Eurocopter (2013 FCA219) a patente em questão tratava de um mecanismo de
decolagem de helicópteros e a Corte aplicou a doutrina de “sound prediction” fora do contexto farmacêutico, novamente
sustentando a utilidade da invenção em questão.
No
Canadá desde a decisão da Suprema Corte em Consolboard v. MacMillam Bloedel tem
havido um entendimento de que a evidência em suporte ao critério de utilidade
não necessita ser revelada no pedido de patente. Não haverá utilidade quando a
invenção não funciona, seja no sentido que não funciona de qualquer forma, ou
em sentido mais amplo, quando não realiza aquilo que o relatório descritivo se
compromete que irá realizar. Sempre que os resultados são alcançados ao acaso,
e não através de uma reprodução confiável, haverá fundamento para se questionar
a utilidade da invenção. A Suprema Corte do Canadá em Apotex v. Wellcome
Foundation entendeu que a utilidade deva ser determinada na época do depósito
da patente e não com base em evidências ocorridas após esta data. Para tanto
será necessário demonstrar implementações previstas de modo razoável, em uma
doutrina conhecida como “doctrine of
sound prediction”, evitando-se desta forma especulações no momento do
depósito só confirmadas em data posterior, constituindo assim a patente uma
recompensa sobre o que na verdade constitui uma aposta do depositante. Em
seguida a decisão da Suprema Corte em Apotex o CIPO emendou o manual de exame
para incorporar a doutrina de sound
prediction na prática de exame: “embora
nenhum inventor seja exigido de entender o porque sua invenção funciona, isto
não evita a exigência de previsão razoável (sound prediction). Se um inventor
não pode articular uma linha de raciocínio razoável para conectar seu suporte
factual (através de exemplos) ao restante da matéria reivindicada, ele não tem
o direito para um escopo amplo de suas reivindicações”. Contudo na decisão Lilly/Raloxifene o Federal Court
of Appeal entendeu que em alguns casos esta evidência deve estar presente no
relatório descritivo da patente. Norman Siebrasse questiona este entendimento,
pois a lei canadense não estabelece qualquer discriminação.[3] Jay Erstling argumenta que este critério mais
rigoroso coloca os pedidos estrangeiros em condições desfavoráveis de atenderem
o critério de utilidade no Canadá uma vez que os pedidos de origem não atendem
a este requisito de sound prediction.
Segundo
o guia de exame do CIPO [4]uma
matéria cuja utilidade não sej evidente a partir do revelado no pedido de patente
para um técnico no assunto[5],
que seja inoperante[6],
que apresente resultados que não possam ser reproduzidos ou que não apresente
qualquer resultado que poss ser considerado como benéfico ao público [7]

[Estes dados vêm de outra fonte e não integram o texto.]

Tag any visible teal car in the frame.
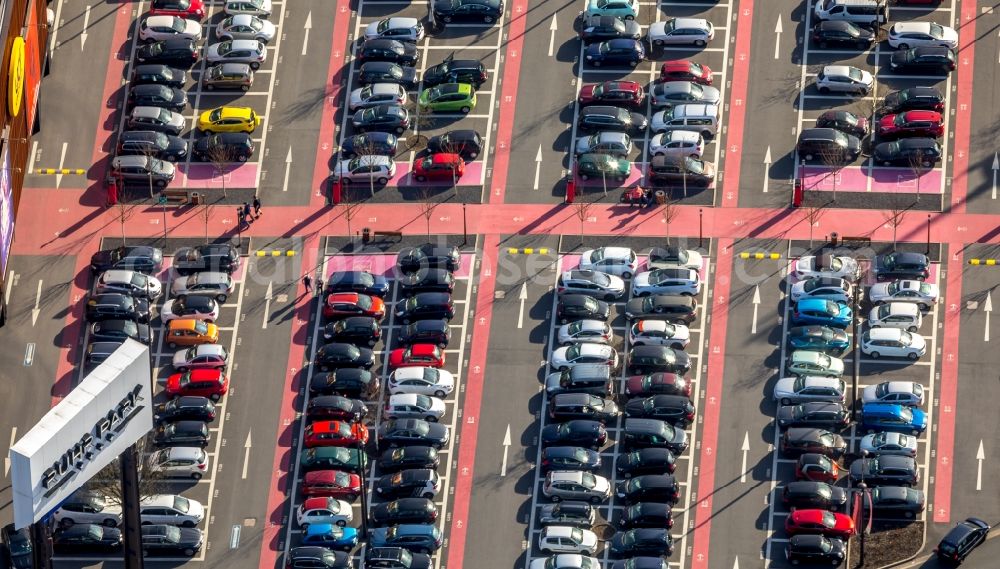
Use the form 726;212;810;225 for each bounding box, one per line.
418;83;476;113
576;153;632;182
584;0;639;20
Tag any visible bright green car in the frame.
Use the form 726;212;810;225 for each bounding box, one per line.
420;83;476;113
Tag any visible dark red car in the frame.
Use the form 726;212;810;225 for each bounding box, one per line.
659;59;712;85
878;111;944;139
413;152;465;183
302;470;361;502
577;81;644;109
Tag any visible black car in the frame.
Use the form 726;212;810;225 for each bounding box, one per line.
396;320;451;348
141;524;205;557
358;38;420;65
580;16;642;43
135;39;198;67
90;320;152;345
52;524;122;553
628;346;691;375
427;129;483;162
306;395;368;423
309;368;379;400
864;486;924;518
541;447;601;472
173;242;240;275
618;502;674;529
873;253;931;281
378;445;441;472
396;292;455;324
810;20;875;49
872;138;941;168
785;534;847;566
781;480;847;511
132;63;187;87
556;294;611;324
194;132;254;162
434;0;503;24
934;518;990;565
615;447;677;478
128;85;187;112
323;316;382;346
358;61;417;89
889;47;955;74
153;420;210;448
625;395;695;428
86;294;149;324
153;395;215;423
378;419;451;449
313;342;375;371
324;270;389;298
285;545;351;569
90;245;163;275
423;58;487;89
881;87;944;114
118;130;188;162
541;420;608;448
369;498;437;527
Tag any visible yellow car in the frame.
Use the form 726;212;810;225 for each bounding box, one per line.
198;107;260;134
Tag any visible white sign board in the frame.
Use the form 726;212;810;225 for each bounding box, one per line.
10;340;153;528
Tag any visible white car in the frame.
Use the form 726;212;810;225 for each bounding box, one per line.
792;253;861;282
215;14;278;43
348;83;409;111
868;302;923;332
646;18;715;47
861;328;927;360
205;40;267;69
538;526;597;555
556;320;615;346
789;277;851;302
628;320;691;350
632;269;701;296
888;22;958;49
861;381;924;407
389;367;455;399
139;16;201;41
816;65;875;95
868;281;940;310
859;433;917;458
295;497;354;529
649;130;705;158
549;344;618;371
382;393;445;423
578;247;639;279
139;494;205;528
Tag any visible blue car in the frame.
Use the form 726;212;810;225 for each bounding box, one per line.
861;403;927;435
788;325;851;356
299;524;358;551
583;38;646;67
792;298;854;330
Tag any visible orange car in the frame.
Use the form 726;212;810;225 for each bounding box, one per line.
167;318;219;348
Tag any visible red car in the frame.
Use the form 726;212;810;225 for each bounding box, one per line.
306;421;368;448
659;59;712;85
878;111;944;139
302;470;361;503
795;452;840;484
577;81;644;109
323;292;385;320
165;369;229;401
149;0;205;20
389;344;444;368
413;152;465;183
785;510;854;539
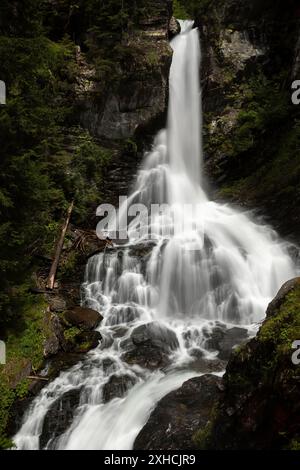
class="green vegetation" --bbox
[0,296,47,449]
[194,280,300,450]
[258,285,300,360]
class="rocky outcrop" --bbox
[134,375,221,450]
[123,322,179,370]
[40,388,80,449]
[205,323,248,361]
[103,374,136,403]
[196,278,300,450]
[195,0,300,240]
[64,307,103,331]
[77,0,172,140]
[44,307,102,358]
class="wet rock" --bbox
[73,331,102,353]
[64,307,103,330]
[189,357,227,374]
[122,322,179,370]
[122,345,170,370]
[134,375,221,450]
[40,388,81,449]
[103,374,135,403]
[206,325,248,361]
[131,322,179,352]
[49,295,67,312]
[199,278,300,450]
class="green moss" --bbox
[0,294,47,448]
[64,326,81,343]
[258,286,300,355]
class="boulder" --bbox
[134,375,221,450]
[122,346,170,370]
[131,322,179,352]
[103,374,135,403]
[205,324,248,361]
[123,322,179,370]
[198,278,300,450]
[64,307,103,330]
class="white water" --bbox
[14,22,297,449]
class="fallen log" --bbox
[47,201,74,290]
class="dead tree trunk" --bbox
[47,201,74,290]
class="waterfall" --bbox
[14,21,297,449]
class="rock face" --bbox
[197,278,300,450]
[195,0,300,240]
[103,374,135,403]
[134,375,221,450]
[206,324,248,361]
[64,307,103,330]
[123,322,179,370]
[40,389,80,449]
[44,307,102,358]
[78,0,172,139]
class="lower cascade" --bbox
[14,21,298,450]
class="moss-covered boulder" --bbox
[196,278,300,449]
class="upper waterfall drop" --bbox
[168,20,202,193]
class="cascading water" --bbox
[14,21,297,449]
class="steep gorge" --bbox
[0,0,299,448]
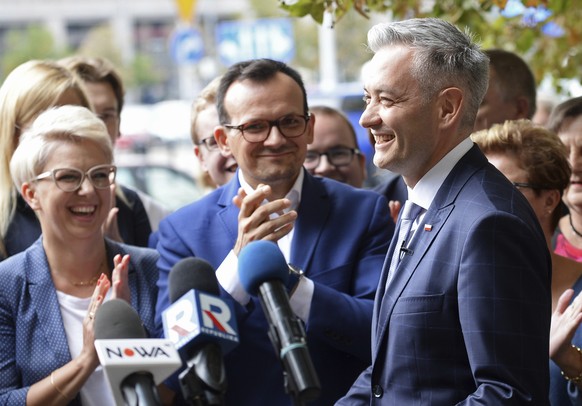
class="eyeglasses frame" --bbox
[31,164,117,193]
[304,147,362,169]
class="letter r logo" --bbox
[199,294,236,335]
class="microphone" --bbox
[238,241,321,404]
[95,299,182,406]
[162,257,239,406]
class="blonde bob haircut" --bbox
[10,105,113,191]
[0,60,91,258]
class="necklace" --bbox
[568,214,582,238]
[55,259,105,287]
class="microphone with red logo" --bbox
[238,240,321,405]
[95,299,182,406]
[162,257,239,406]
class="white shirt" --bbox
[408,138,473,241]
[216,170,314,323]
[57,290,115,406]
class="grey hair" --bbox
[368,18,489,129]
[10,105,113,190]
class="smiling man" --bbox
[303,106,366,188]
[338,18,551,406]
[157,59,394,406]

não atenderá ao critério de utilidade. Salvo
se o invento conseguir provar a utilidade na data de deposito do pedido de
patente, com base em uma demonstração ou previsão factível (sound prediction) a patente será
indeferida por falta de utilidade[8].
Não é necessário para o inventor prover a teoria que explique porque a invenção
funciona, mas a doutrina da previsão factível (doctrine of sound prediction) não pode ser diluída por uma mera especulação. A matéria deve ser operável[9]

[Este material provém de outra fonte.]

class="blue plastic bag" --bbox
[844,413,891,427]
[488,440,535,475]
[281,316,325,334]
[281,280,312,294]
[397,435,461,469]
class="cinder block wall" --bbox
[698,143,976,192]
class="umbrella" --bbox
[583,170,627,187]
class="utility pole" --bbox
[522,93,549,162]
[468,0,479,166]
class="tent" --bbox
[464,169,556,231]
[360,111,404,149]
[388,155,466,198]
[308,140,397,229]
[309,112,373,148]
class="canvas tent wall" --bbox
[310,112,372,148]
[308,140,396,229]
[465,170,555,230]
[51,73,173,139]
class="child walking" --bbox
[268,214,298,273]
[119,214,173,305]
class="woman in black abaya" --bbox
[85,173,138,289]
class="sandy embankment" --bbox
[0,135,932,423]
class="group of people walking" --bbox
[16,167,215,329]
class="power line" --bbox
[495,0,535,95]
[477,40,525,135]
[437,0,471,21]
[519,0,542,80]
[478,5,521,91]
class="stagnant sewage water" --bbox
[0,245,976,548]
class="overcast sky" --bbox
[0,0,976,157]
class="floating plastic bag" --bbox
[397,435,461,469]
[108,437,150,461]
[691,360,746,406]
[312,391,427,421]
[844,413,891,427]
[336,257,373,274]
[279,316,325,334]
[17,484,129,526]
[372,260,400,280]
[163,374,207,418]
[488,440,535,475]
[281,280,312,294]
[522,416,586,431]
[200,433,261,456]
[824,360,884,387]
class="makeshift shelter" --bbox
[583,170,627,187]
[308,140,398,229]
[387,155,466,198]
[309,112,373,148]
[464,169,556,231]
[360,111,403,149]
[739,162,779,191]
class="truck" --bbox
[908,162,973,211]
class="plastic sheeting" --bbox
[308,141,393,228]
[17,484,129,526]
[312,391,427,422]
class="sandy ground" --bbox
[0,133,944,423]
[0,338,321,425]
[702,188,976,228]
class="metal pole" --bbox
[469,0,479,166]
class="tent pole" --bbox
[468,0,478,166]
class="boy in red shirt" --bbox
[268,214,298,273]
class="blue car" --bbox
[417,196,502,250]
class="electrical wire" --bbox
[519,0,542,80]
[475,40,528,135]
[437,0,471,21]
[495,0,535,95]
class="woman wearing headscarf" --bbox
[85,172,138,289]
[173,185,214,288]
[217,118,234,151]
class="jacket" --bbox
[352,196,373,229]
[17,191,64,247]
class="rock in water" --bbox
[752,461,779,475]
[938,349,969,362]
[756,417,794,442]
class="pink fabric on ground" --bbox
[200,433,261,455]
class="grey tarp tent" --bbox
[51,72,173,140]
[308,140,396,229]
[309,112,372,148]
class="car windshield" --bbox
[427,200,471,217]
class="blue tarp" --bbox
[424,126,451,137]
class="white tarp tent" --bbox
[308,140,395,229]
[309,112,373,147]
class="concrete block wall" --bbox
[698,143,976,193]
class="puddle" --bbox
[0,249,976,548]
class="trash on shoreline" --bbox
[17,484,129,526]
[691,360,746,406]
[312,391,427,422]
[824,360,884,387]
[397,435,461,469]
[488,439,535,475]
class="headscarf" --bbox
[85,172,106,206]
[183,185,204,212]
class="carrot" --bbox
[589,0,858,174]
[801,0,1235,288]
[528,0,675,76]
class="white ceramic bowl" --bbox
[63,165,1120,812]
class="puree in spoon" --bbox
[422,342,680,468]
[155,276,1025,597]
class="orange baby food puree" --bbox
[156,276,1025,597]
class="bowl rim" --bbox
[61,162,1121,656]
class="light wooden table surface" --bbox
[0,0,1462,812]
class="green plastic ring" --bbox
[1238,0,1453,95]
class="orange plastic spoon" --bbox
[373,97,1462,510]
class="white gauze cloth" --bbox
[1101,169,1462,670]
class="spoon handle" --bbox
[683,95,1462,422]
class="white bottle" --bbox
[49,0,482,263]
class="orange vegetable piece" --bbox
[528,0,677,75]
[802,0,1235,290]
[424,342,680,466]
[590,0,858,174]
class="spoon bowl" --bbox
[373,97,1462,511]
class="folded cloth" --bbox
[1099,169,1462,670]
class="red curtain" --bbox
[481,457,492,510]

por meios descritos pelo inventor de modo que o resultado descrito
inevitavelmente seja alcançado quando colocado em prática[10].

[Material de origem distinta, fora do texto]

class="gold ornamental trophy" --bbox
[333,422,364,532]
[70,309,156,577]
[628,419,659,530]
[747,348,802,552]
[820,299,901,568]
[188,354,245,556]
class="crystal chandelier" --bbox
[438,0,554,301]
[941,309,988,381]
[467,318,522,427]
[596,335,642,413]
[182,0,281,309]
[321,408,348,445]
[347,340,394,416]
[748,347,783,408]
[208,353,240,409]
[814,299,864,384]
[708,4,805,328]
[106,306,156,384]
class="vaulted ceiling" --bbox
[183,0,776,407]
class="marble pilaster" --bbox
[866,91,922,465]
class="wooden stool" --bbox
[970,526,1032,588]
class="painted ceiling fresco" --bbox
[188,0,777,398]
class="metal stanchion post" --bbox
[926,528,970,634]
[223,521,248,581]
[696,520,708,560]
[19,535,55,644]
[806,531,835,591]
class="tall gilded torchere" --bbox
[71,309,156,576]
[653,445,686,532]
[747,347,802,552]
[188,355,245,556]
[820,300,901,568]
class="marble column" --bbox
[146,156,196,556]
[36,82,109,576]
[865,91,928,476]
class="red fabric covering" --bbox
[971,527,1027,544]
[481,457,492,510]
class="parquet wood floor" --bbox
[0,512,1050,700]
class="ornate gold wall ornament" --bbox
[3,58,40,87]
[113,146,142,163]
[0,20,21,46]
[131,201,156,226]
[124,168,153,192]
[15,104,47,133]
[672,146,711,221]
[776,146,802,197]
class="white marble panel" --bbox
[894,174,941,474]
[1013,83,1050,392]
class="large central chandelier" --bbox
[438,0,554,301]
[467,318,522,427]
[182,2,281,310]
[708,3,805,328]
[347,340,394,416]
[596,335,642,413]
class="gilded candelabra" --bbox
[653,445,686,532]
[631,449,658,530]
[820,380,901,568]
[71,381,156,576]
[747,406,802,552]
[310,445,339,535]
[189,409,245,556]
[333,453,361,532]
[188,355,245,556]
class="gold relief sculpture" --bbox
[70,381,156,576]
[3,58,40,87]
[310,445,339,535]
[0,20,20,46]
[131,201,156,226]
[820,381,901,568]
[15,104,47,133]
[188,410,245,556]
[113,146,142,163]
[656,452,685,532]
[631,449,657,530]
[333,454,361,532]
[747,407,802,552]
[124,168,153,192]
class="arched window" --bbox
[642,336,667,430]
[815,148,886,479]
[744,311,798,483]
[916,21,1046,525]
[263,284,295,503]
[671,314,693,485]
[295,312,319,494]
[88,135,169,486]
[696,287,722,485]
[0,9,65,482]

A matéria será considerada sem utilidade se não funcionar[11].
A invenção deve ser controlável[12]
e seus resultados reproduzíveis pelos meios descritos. Um processo que inclua
uma etapa mental envolvendo avaliação é patenteável uma vez presentes os demais
atributos de patenteabilidade uma vez que o efeito da etapa mental seja preciso
e previsível não importa o quanto habilmente é executado. Por outro lado, um
processo que inclua etapa mental cuja natureza dependa da inteligência e raciocínio
humanos não atende as exigências de operabilidade uma vez que a resposta humana
não é previsível nem precisa sempre que o processo for executado pelos usuários,
por exemplo, processos para fazer exercícios físicos, ensino, processos cosméticos
como limpeza de pele, pentear cabelo, pedicure, fazer arranjos florais,
processo para pintar quadros ou tocar instrumentos musicais, métodos para teste
de QI.[13]
No Canadá a decisão da Suprema
Corte em 2002 em Apotex v. Wellcome Foundation expandida pela decisão da Corte
de Apelações em Eli Lilly Canadá v. Apotex significou um critério mais rígido
de utilidade a ser exigido para concessão de patentes. [14] Em Apotex v.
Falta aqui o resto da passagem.